The “lady” talking to Ezrailson, who co-owned the punk clothing store with her husband Izzy from 1976 to 2010, was most likely Carol Fleischer, one of D.C.’s top film location scouts. Later, crews built a Commander Salamander façade over the former Appalachian Spring American craft storefront next door to Reddz and across the street from the original Commander Salamander, now an M&T Bank. The secret was out.

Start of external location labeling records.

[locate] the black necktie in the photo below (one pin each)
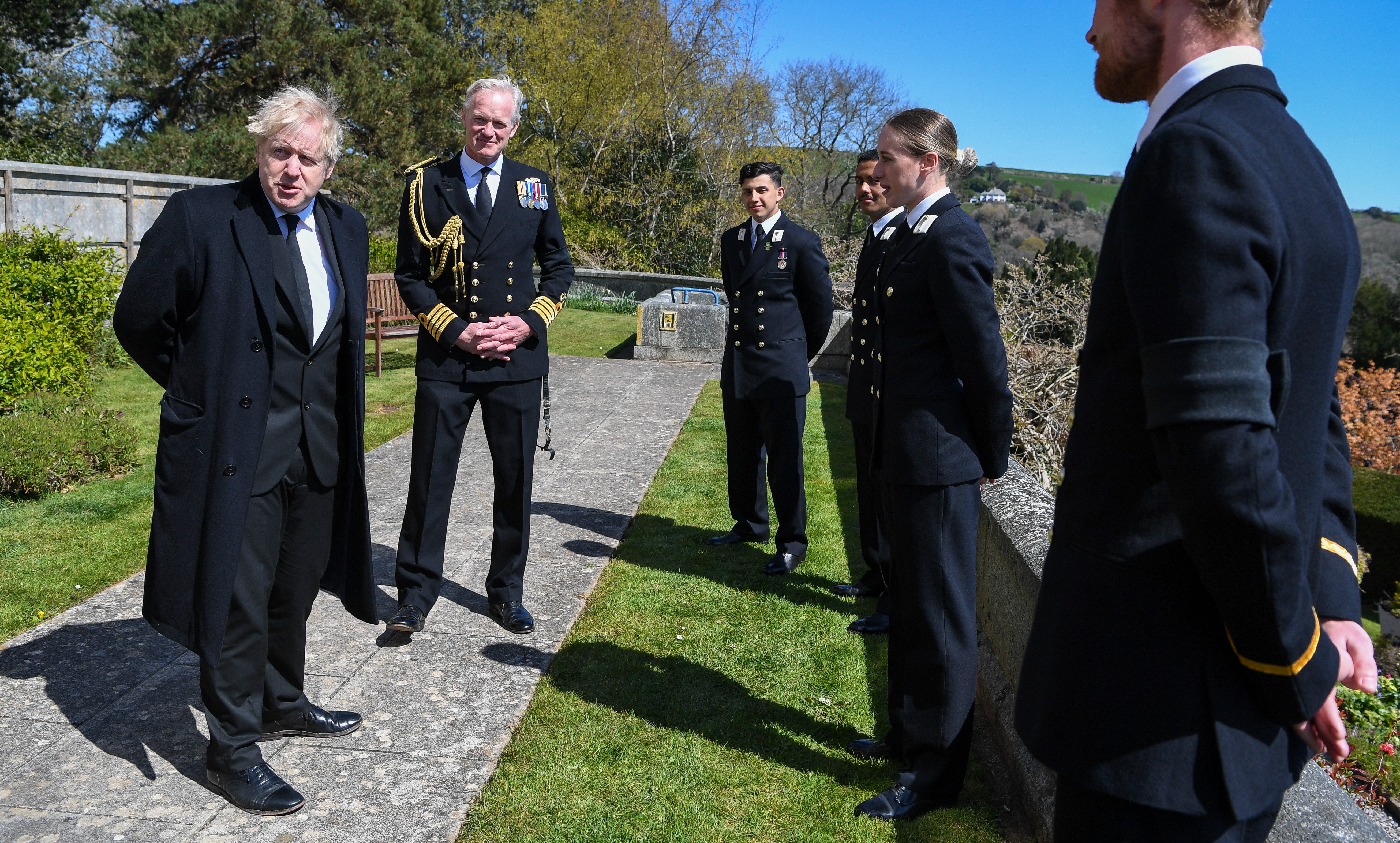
(484, 195)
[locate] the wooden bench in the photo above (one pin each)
(387, 316)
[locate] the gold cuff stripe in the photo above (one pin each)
(546, 309)
(1346, 555)
(437, 320)
(1275, 670)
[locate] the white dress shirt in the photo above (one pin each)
(880, 225)
(766, 225)
(927, 204)
(1191, 75)
(321, 279)
(472, 173)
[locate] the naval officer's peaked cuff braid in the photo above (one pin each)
(546, 309)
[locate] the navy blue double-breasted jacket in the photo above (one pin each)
(1204, 526)
(780, 310)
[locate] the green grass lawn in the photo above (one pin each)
(94, 535)
(699, 699)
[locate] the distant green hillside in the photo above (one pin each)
(1094, 192)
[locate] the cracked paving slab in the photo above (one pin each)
(101, 729)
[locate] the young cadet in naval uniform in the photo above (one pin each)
(941, 426)
(1202, 572)
(470, 229)
(780, 310)
(870, 198)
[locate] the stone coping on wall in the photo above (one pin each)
(1013, 541)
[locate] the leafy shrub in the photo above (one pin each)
(50, 442)
(590, 297)
(55, 296)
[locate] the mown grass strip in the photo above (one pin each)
(698, 699)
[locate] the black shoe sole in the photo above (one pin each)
(293, 733)
(278, 813)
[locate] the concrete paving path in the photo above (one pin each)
(101, 730)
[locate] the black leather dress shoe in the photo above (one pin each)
(875, 625)
(853, 590)
(408, 620)
(783, 564)
(314, 723)
(867, 750)
(899, 803)
(513, 617)
(733, 538)
(257, 790)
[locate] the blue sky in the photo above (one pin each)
(1017, 78)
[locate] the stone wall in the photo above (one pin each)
(113, 208)
(1013, 540)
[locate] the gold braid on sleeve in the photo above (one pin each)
(444, 248)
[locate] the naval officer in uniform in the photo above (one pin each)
(1202, 576)
(470, 229)
(780, 310)
(870, 198)
(941, 425)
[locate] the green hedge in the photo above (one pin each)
(1377, 499)
(50, 442)
(55, 297)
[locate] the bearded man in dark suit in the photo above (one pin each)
(247, 306)
(1202, 572)
(470, 229)
(780, 310)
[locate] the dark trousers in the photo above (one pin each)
(933, 635)
(264, 657)
(510, 415)
(763, 444)
(1083, 816)
(874, 545)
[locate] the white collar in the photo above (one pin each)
(919, 211)
(880, 225)
(471, 166)
(768, 225)
(1191, 75)
(306, 215)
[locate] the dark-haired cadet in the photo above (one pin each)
(870, 198)
(780, 310)
(941, 426)
(1203, 568)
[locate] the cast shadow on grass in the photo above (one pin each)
(89, 671)
(661, 544)
(841, 451)
(677, 694)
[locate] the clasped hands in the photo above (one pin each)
(496, 338)
(1356, 670)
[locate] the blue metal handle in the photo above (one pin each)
(687, 293)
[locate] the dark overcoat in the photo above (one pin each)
(1203, 527)
(198, 313)
(497, 281)
(780, 310)
(941, 405)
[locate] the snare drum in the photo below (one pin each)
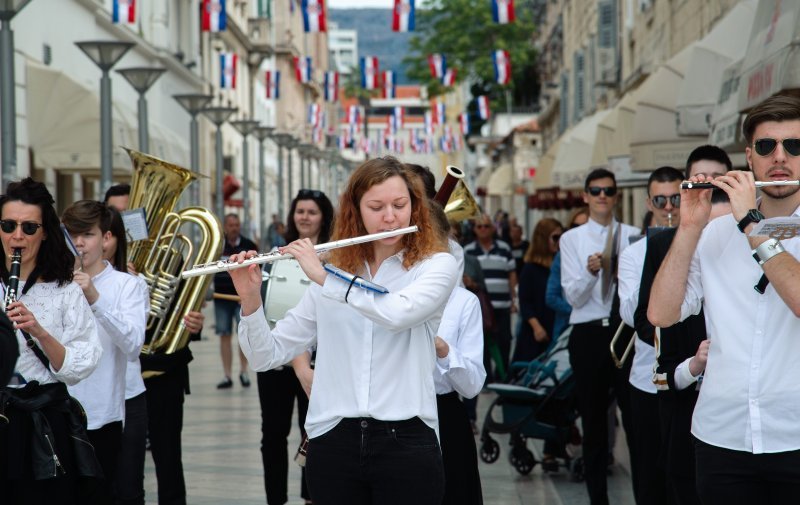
(286, 286)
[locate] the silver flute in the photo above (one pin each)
(226, 265)
(759, 184)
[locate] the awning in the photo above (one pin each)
(772, 63)
(654, 140)
(574, 155)
(501, 183)
(724, 44)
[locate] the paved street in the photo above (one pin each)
(222, 460)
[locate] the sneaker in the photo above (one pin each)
(244, 379)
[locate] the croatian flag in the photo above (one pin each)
(389, 86)
(449, 78)
(483, 107)
(503, 11)
(438, 65)
(313, 16)
(124, 11)
(227, 72)
(403, 16)
(502, 66)
(369, 72)
(302, 68)
(213, 16)
(273, 84)
(331, 86)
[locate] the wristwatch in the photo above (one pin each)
(752, 216)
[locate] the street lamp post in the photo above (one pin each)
(141, 78)
(8, 105)
(193, 103)
(218, 116)
(105, 54)
(261, 133)
(245, 127)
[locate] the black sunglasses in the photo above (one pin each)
(764, 147)
(596, 190)
(660, 201)
(28, 227)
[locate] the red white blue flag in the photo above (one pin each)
(302, 68)
(331, 86)
(503, 11)
(502, 66)
(438, 65)
(227, 74)
(213, 16)
(123, 11)
(483, 107)
(403, 16)
(272, 82)
(314, 16)
(389, 86)
(369, 72)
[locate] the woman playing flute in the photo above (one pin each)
(372, 420)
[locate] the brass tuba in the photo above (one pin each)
(157, 186)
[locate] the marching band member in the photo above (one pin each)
(44, 466)
(372, 417)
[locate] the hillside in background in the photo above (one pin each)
(375, 37)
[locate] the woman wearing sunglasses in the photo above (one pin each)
(58, 346)
(372, 417)
(310, 217)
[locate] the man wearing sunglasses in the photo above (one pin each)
(746, 417)
(593, 326)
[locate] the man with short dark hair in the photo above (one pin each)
(745, 420)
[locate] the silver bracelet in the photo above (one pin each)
(767, 250)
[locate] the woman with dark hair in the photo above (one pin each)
(372, 417)
(310, 217)
(58, 345)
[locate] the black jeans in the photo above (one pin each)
(369, 462)
(737, 477)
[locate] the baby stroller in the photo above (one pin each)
(538, 403)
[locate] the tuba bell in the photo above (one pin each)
(169, 250)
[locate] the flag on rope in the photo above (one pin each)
(369, 72)
(403, 16)
(123, 11)
(213, 17)
(502, 66)
(313, 16)
(503, 11)
(227, 74)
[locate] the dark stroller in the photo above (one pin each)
(538, 403)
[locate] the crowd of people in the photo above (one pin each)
(389, 343)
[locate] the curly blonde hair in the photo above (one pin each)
(349, 223)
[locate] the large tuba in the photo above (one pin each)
(157, 186)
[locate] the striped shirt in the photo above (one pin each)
(497, 264)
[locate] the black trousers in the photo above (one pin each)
(369, 462)
(737, 477)
(277, 390)
(595, 378)
(459, 454)
(165, 396)
(129, 482)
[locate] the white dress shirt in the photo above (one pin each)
(375, 352)
(750, 399)
(582, 289)
(64, 313)
(462, 328)
(631, 262)
(121, 315)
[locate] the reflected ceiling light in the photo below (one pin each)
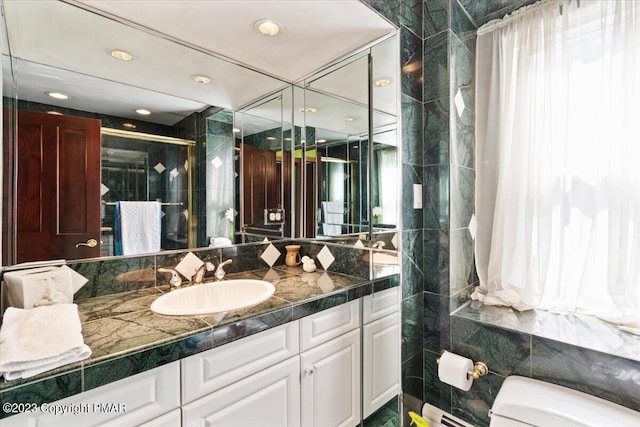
(268, 27)
(122, 55)
(199, 78)
(383, 81)
(57, 95)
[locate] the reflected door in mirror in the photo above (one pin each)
(58, 187)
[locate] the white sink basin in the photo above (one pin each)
(213, 297)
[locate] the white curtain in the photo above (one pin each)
(558, 159)
(388, 184)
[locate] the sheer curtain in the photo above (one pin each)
(558, 159)
(387, 184)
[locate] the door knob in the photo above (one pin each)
(92, 243)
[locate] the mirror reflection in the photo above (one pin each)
(191, 154)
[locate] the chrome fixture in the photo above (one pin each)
(175, 281)
(198, 276)
(220, 271)
(378, 245)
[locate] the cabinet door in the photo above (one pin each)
(380, 363)
(331, 383)
(270, 398)
(328, 324)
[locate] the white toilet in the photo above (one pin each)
(526, 402)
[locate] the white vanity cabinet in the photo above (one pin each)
(133, 401)
(331, 367)
(269, 398)
(252, 381)
(381, 353)
(306, 373)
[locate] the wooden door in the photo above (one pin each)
(261, 186)
(58, 187)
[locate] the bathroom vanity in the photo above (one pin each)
(323, 351)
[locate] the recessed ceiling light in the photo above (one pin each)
(268, 27)
(199, 78)
(58, 95)
(122, 55)
(383, 81)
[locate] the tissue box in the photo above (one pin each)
(25, 287)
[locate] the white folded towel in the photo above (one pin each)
(140, 227)
(37, 340)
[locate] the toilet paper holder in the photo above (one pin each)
(480, 369)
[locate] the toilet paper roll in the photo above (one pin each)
(454, 370)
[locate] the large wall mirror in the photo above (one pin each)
(268, 131)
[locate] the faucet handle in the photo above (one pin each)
(175, 277)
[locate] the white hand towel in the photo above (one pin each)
(37, 340)
(140, 227)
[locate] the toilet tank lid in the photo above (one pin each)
(543, 404)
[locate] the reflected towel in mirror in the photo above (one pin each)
(137, 228)
(333, 215)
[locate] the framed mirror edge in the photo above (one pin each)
(285, 85)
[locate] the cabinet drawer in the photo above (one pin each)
(321, 327)
(216, 368)
(270, 398)
(128, 402)
(172, 419)
(379, 305)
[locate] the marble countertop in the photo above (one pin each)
(126, 337)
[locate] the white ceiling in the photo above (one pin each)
(58, 46)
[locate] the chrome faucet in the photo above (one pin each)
(220, 271)
(198, 276)
(378, 245)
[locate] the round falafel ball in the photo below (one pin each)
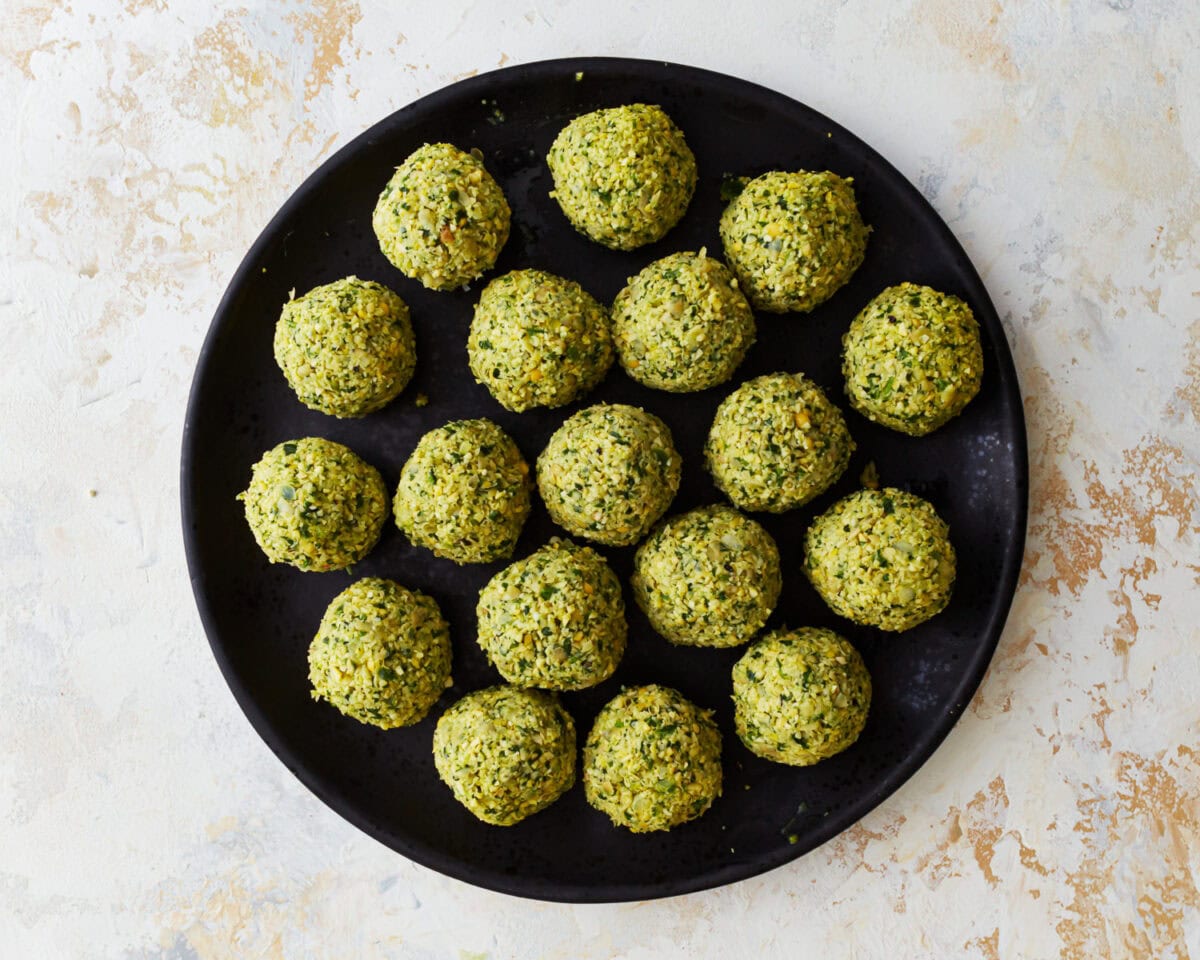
(912, 359)
(801, 696)
(653, 760)
(682, 324)
(382, 654)
(315, 504)
(346, 347)
(465, 492)
(775, 443)
(881, 558)
(793, 239)
(609, 473)
(623, 175)
(442, 220)
(538, 340)
(708, 577)
(505, 753)
(555, 619)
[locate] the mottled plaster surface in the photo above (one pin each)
(147, 143)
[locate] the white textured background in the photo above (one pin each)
(144, 144)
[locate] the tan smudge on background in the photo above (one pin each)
(228, 78)
(1188, 393)
(21, 36)
(959, 27)
(850, 847)
(329, 24)
(1122, 910)
(988, 946)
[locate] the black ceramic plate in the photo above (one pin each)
(259, 618)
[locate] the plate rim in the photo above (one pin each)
(724, 874)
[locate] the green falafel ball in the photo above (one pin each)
(555, 619)
(465, 492)
(538, 340)
(315, 504)
(682, 324)
(346, 347)
(505, 753)
(708, 577)
(653, 760)
(912, 359)
(442, 220)
(623, 175)
(793, 239)
(881, 558)
(382, 654)
(801, 696)
(775, 443)
(609, 472)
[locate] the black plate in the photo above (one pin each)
(259, 618)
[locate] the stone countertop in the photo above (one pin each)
(148, 143)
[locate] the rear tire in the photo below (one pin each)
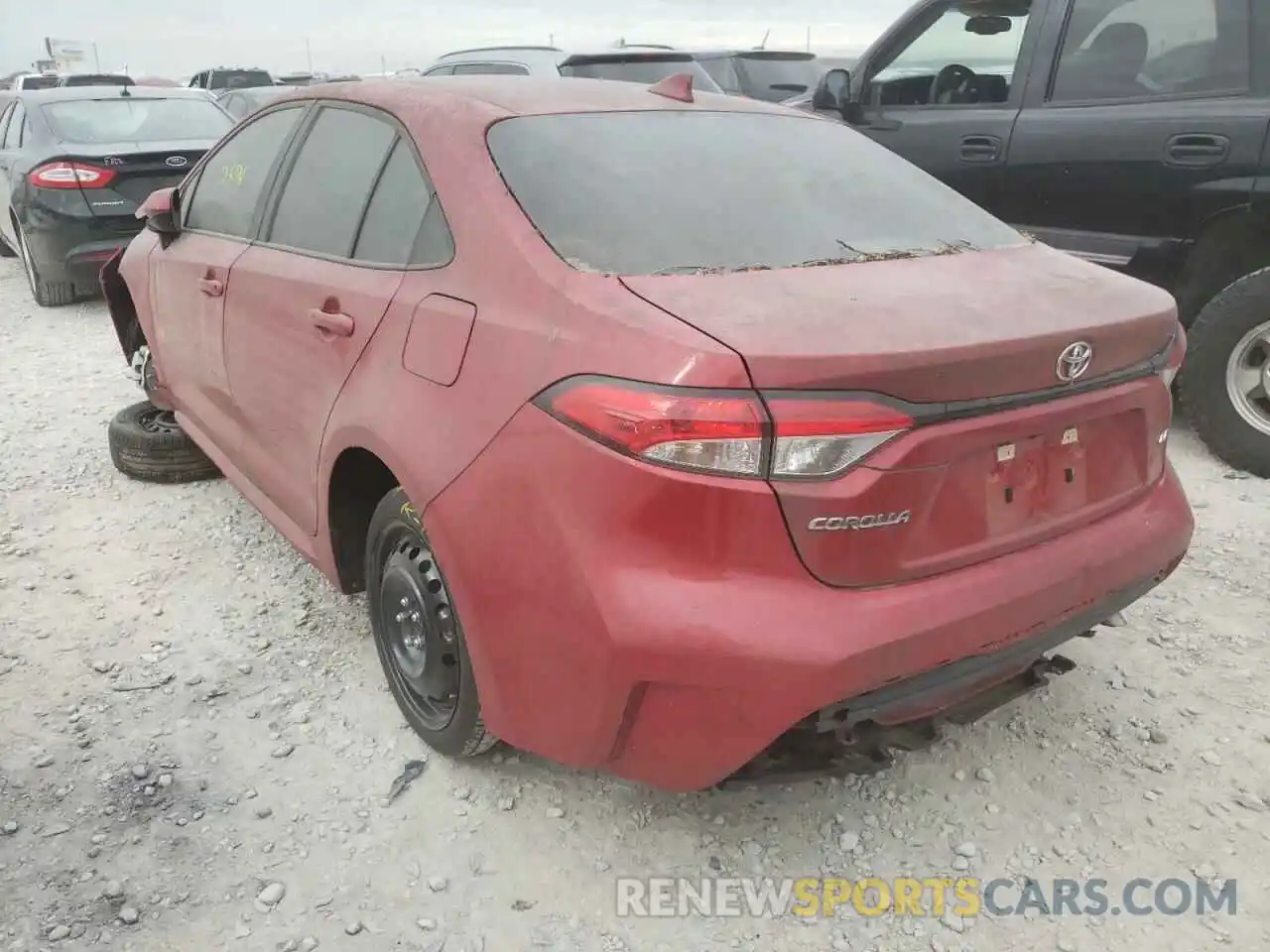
(48, 294)
(148, 444)
(1223, 347)
(418, 635)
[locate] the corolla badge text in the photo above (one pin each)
(838, 524)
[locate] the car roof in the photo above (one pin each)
(549, 56)
(490, 98)
(60, 93)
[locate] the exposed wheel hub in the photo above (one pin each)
(1247, 377)
(420, 625)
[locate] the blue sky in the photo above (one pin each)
(177, 40)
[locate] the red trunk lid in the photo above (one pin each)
(951, 334)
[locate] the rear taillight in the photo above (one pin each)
(729, 433)
(818, 438)
(70, 176)
(1175, 357)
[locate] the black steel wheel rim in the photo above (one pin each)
(158, 421)
(418, 629)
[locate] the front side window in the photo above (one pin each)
(748, 190)
(1134, 49)
(957, 60)
(326, 191)
(13, 135)
(232, 180)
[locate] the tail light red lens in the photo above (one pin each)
(70, 176)
(711, 431)
(728, 433)
(817, 438)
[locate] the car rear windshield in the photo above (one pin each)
(240, 79)
(778, 77)
(136, 119)
(684, 190)
(98, 79)
(648, 67)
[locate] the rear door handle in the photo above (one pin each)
(331, 324)
(1197, 149)
(980, 149)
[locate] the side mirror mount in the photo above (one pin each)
(162, 213)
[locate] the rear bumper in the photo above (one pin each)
(73, 248)
(663, 630)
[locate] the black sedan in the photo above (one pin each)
(75, 166)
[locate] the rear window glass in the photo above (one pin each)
(665, 191)
(136, 119)
(642, 68)
(779, 77)
(240, 79)
(98, 79)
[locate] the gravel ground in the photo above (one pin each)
(197, 748)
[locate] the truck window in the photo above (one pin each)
(957, 60)
(1141, 49)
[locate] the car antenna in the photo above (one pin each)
(677, 86)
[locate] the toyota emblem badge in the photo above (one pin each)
(1074, 362)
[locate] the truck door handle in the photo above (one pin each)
(331, 324)
(980, 149)
(1194, 149)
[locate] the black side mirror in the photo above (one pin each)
(833, 90)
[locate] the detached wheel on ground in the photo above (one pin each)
(48, 294)
(148, 444)
(1224, 384)
(418, 635)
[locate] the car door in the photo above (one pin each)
(7, 160)
(1142, 127)
(220, 208)
(960, 130)
(302, 308)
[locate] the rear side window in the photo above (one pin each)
(404, 222)
(490, 68)
(135, 119)
(326, 191)
(668, 190)
(234, 178)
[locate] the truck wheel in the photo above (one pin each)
(148, 444)
(1224, 384)
(418, 635)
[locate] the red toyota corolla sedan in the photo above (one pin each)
(656, 425)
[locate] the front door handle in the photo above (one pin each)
(331, 324)
(980, 149)
(1197, 149)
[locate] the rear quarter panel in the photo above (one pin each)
(538, 320)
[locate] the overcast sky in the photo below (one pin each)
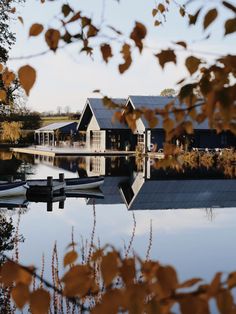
(67, 78)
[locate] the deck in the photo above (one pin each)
(67, 151)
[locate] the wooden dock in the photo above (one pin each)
(60, 152)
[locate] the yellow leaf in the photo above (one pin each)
(106, 52)
(27, 77)
(35, 29)
(70, 258)
(8, 77)
(20, 295)
(20, 18)
(40, 301)
(210, 17)
(154, 12)
(3, 95)
(166, 56)
(192, 63)
(230, 26)
(127, 58)
(224, 302)
(231, 281)
(161, 8)
(138, 34)
(52, 37)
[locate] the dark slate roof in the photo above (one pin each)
(174, 194)
(154, 102)
(55, 126)
(104, 115)
(110, 190)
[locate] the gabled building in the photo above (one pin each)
(54, 133)
(153, 138)
(99, 130)
(102, 132)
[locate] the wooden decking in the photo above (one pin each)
(60, 152)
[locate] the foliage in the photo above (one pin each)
(11, 131)
(111, 283)
(214, 82)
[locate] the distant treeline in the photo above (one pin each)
(30, 121)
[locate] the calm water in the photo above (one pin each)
(197, 241)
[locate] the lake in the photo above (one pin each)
(197, 238)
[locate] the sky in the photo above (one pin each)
(67, 78)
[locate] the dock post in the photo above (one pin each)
(61, 179)
(50, 184)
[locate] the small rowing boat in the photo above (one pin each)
(13, 188)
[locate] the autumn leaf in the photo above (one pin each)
(161, 8)
(66, 10)
(35, 29)
(192, 63)
(229, 6)
(166, 56)
(20, 295)
(154, 12)
(70, 258)
(3, 95)
(52, 37)
(127, 58)
(106, 52)
(138, 34)
(181, 43)
(210, 17)
(20, 18)
(40, 301)
(8, 77)
(27, 77)
(230, 26)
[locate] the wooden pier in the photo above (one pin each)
(47, 187)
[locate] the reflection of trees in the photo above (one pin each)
(6, 244)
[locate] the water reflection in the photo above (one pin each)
(140, 186)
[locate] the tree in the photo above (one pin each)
(169, 92)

The ’80s and Wonder Woman had arrived.
Operating under the working title Magic Hour, Fleischer and counterpart Matthew Noonan approached D.C.’s Office of Cable, Television, Film, Music, and Entertainment (OCTFME) to set the groundwork for filming a live-action period film in D.C.
“They approached us because they heard about the incentive program,” says OCTFME Associate Director Herbert Niles, describing the agency’s Entertainment Rebate Fund. Since 2016, productions have been able to apply for a refund of up to 35 percent of qualified production expenditures provided they spend at least $250,000 in D.C. and hire residents to work on the crew. Warner Bros. Pictures’ Wonder Woman 1984 “represents the largest and most impactful production footprint in the District of Columbia since the film office was established [in 1979],” Niles says.
By June, vintage ’80s cars were cruising along Wisconsin Avenue NW. The Georgetown movie theater (poised for apartment conversion) was dressed as a double-screen family-friendly venue for Footloose and Ghostbusters—not as the original single-screen arthouse it was that year, with screenings of Ingmar Bergman’s Fanny and Alexander, and the 1979 erotic Roman empire drama Caligula.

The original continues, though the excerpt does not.